NRH injections are efficiently absorbed by cells and rapidly converted into NMNH, significantly increasing NAD+ levels in tissues.

“These results demonstrate NRH freely passes cell membranes, likely via passive diffusion, and is rapidly metabolized for NAD+ biosynthesis.”

The pancreas showed the strongest response, with NMNH levels rising the highest and NAD+ increasing 5.3-fold.

“A significant observation was NRH’s targeted effects on the pancreas, enhancing insulin secretion and pancreatic insulin content.”

NRH improved blood sugar regulation and insulin sensitivity through multiple pathways, aligning with the elevated NAD+ production in the pancreas.

“This aligns with the highest NMNH and NAD+ production observed in the pancreas following NRH injection.”

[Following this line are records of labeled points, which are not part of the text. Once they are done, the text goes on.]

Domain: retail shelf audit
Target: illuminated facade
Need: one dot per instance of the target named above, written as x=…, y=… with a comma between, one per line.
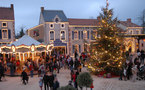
x=73, y=35
x=7, y=25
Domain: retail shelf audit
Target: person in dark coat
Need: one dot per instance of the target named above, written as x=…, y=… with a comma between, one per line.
x=56, y=84
x=1, y=71
x=76, y=54
x=71, y=64
x=12, y=69
x=76, y=64
x=45, y=80
x=50, y=80
x=24, y=77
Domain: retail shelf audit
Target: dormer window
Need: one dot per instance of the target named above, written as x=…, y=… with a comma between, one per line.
x=4, y=24
x=51, y=35
x=56, y=20
x=51, y=25
x=62, y=26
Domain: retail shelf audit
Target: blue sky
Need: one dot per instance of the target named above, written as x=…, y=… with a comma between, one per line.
x=27, y=12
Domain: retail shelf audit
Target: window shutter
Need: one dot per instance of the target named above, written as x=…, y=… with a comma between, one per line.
x=0, y=34
x=88, y=34
x=73, y=35
x=9, y=33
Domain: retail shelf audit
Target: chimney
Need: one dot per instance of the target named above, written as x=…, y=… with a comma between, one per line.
x=42, y=9
x=12, y=6
x=98, y=18
x=129, y=20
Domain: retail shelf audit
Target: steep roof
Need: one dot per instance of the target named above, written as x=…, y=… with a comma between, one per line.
x=7, y=13
x=129, y=24
x=49, y=15
x=93, y=22
x=25, y=40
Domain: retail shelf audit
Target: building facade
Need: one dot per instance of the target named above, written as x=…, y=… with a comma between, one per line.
x=70, y=35
x=7, y=25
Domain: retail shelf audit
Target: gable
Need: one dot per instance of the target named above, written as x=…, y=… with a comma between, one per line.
x=50, y=15
x=7, y=13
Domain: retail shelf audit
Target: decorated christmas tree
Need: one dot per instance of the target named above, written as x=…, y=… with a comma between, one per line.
x=107, y=52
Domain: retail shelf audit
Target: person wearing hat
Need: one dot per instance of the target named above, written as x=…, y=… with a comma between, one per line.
x=24, y=76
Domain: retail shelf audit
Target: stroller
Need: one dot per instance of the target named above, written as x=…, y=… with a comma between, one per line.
x=141, y=73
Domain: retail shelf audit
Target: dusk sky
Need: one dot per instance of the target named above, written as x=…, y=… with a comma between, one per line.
x=27, y=12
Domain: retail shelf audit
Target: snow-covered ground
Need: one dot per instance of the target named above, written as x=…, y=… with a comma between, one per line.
x=14, y=83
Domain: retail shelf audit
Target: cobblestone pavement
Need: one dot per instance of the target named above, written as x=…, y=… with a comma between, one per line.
x=15, y=83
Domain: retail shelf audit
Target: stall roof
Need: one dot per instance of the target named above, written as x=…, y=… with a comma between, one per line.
x=25, y=40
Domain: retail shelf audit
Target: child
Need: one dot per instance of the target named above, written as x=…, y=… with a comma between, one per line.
x=41, y=82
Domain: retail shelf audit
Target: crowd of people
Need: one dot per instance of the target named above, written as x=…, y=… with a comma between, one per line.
x=134, y=68
x=47, y=68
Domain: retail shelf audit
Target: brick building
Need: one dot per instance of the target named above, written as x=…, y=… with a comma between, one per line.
x=69, y=34
x=7, y=25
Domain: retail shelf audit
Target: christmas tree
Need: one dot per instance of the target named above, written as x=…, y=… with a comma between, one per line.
x=107, y=50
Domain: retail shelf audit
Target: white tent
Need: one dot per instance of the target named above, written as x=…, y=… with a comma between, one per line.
x=25, y=46
x=25, y=40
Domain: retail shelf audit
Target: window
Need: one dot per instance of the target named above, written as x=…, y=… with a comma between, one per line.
x=93, y=33
x=51, y=25
x=5, y=34
x=72, y=35
x=75, y=35
x=56, y=20
x=137, y=32
x=36, y=33
x=79, y=48
x=130, y=32
x=81, y=34
x=51, y=35
x=85, y=34
x=62, y=35
x=88, y=34
x=4, y=24
x=62, y=26
x=73, y=47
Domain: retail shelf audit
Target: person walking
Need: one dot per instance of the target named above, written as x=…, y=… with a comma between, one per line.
x=56, y=84
x=42, y=69
x=50, y=80
x=24, y=77
x=31, y=70
x=45, y=81
x=134, y=72
x=40, y=82
x=1, y=71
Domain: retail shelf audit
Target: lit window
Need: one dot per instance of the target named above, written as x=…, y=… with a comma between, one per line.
x=51, y=35
x=75, y=35
x=51, y=25
x=93, y=34
x=62, y=25
x=62, y=35
x=5, y=34
x=137, y=32
x=56, y=20
x=4, y=24
x=130, y=32
x=85, y=34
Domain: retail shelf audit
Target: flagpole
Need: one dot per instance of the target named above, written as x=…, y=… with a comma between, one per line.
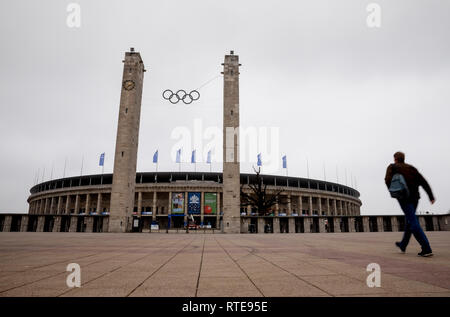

In obese mice, NRH reduced fat mass and improved fat distribution, blood lipid profiles, and fat tissue function.

By raising NAD+ levels, NRH activated sirtuins, including SIRT3, improving mitochondrial function and antioxidant defenses.

“These benefits were linked to elevated tissue NAD+ levels, enhanced Sirtuin activities, and increased mitochondrial antioxidant defenses.”

“To our knowledge, this is the first report showing that NRH can reach multiple tissues intact and provide a broad spectrum of effects through potent NAD+ enhancement and subsequent SIRT activation.”